The Short History of a Prince
- Author: Jane Hamilton
- Language: English
- Genre: Domestic drama
- Publisher: Random House
- Publication date: March, 1999
- Publication place: USA
- Pages: 368
- ISBN: 978-0-385-47948-6

= The Short History of a Prince =

1998 novel by Jane Hamilton

The Short History of a Prince is a novel by American author Jane Hamilton, published in 1998 by Random House. The book is a domestic drama set in the 1970s and 1990s. It was shortlisted for the 1999 Women's Prize for Fiction.

==Summary==
The novel follows protagonist Walter McCloud, a gay ballet student in Illinois. The chapters jump back and forth between the 1970s and 1990s. As McCloud grows older, he must face the loss of family members and come to terms with his guilt.

==Reception==
The Short History of a Prince received mostly positive reviews.
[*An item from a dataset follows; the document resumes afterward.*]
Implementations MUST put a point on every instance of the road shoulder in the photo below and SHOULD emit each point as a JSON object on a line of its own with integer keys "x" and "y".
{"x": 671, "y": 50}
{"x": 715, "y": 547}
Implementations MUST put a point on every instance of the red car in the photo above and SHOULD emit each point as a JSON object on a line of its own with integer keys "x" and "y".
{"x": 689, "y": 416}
Kirkus Reviews described the book as a "lyrical, bighearted novel that won't easily be forgotten" and praised its characters.

The Capital Times offered a mixed review, criticizing the character's "over-polished" and staged" dialogue but praising Hamilton's "vivid and elegant" prose.

==Awards==
The Short History of a Prince was shortlisted for the Women's Prize for Fiction in 1999.